Journal Entry 9 by wingBookworm-ladywing from Madrid, Madrid Spain on Monday, December 28, 2009

This book has not been rated.

Thanks for sending this on, Tokorua; and thanks for sharing, GodyDetails (once again!).
I might take a while to get to it, as my TBR pile is quite tall right now; but I am intrigued and looking forward to reading it.
Happy New Year 2010!
Eva 


Journal Entry 10 by wingBookworm-ladywing at Madrid, Madrid Spain on Friday, October 07, 2011

6 out of 10

Even thoough I had been looking forward to reading it, as I had fond memories of the mini-series "Captains and the Kings"...I am sorry to confess I haven't been able to finish this novel by Ms Cadwell (see pic).
I tried, mind you! And the initial idea seemed good, with a bunch of holy men from different religions telling stories at the main character's grandmother's house...
But... I don't know, it gets too "preachy" after a while.
I did enjoy the story set in Scotland, a real gem!
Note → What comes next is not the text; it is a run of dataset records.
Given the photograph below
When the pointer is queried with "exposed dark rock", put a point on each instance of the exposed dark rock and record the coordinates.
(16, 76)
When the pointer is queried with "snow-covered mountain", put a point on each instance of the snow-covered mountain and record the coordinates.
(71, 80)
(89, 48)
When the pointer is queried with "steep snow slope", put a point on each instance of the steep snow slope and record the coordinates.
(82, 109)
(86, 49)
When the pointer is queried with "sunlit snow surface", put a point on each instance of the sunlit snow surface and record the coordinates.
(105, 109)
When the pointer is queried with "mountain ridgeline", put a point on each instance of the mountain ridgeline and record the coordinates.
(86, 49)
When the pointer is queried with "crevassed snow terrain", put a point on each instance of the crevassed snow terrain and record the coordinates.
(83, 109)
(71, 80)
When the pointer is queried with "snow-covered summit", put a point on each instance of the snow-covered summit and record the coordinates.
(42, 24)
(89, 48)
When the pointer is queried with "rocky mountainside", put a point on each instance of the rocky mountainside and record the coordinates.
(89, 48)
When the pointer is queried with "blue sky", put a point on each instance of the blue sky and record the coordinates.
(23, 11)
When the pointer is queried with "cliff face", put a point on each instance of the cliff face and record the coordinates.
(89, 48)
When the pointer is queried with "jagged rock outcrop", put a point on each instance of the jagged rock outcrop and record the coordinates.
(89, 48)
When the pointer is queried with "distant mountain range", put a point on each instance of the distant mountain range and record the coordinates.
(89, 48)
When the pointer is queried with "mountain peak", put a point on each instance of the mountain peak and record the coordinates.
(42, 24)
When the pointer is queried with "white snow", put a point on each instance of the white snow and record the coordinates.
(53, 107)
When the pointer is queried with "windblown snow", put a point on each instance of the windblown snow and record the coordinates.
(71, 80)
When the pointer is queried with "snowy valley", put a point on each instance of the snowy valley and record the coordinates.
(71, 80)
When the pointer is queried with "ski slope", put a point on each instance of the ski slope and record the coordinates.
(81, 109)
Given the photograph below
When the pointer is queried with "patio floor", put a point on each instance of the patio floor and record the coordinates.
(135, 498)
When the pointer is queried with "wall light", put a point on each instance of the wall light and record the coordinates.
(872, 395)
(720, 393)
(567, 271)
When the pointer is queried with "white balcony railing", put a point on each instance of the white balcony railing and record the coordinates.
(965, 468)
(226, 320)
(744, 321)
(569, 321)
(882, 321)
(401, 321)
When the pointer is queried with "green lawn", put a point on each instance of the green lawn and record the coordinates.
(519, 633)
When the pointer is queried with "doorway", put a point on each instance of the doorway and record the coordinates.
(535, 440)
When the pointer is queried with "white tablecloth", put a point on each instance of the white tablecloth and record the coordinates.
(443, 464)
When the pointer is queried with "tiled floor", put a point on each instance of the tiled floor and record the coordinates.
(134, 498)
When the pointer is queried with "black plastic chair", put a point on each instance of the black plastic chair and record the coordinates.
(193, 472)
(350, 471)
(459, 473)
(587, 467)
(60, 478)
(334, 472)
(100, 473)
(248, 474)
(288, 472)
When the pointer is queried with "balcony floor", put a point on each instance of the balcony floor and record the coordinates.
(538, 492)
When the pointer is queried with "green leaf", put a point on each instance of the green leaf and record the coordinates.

And I might be missing some other ones, but I have decided to give up and let go.
Thanks for sharing, GoryDetails; it will soon be in Mafarrimond's hands, to end up the ray.
Eva 


Journal Entry 11 by wingBookworm-ladywing at Madrid, Madrid Spain on Tuesday, October 11, 2011

This book has not been rated.

Released 6 yrs ago (10/11/2011 UTC) at Madrid, Madrid Spain

CONTROLLED RELEASE NOTES:

Sent today to Mafarrimond, in UK.
Sorry for the delay... and enjoy!
Eva 


Journal Entry 12 by mafarrimond at Hawarden, Wales United Kingdom on Saturday, October 22, 2011

This book has not been rated.

The book has arrived safely. It looks an interesting read. Many thanks to Bookworm-lady for sending it on and to GoryDetails for sharing it.  


Journal Entry 13 by mafarrimond at Hawarden, Wales United Kingdom on Monday, November 07, 2011

9 out of 10

I had forgotton about this ray so it was a lovely surprise to recieve it through the post. I loved all of the short stories as told by the various priests.

Just like Rose, I could hardly wait for the next story.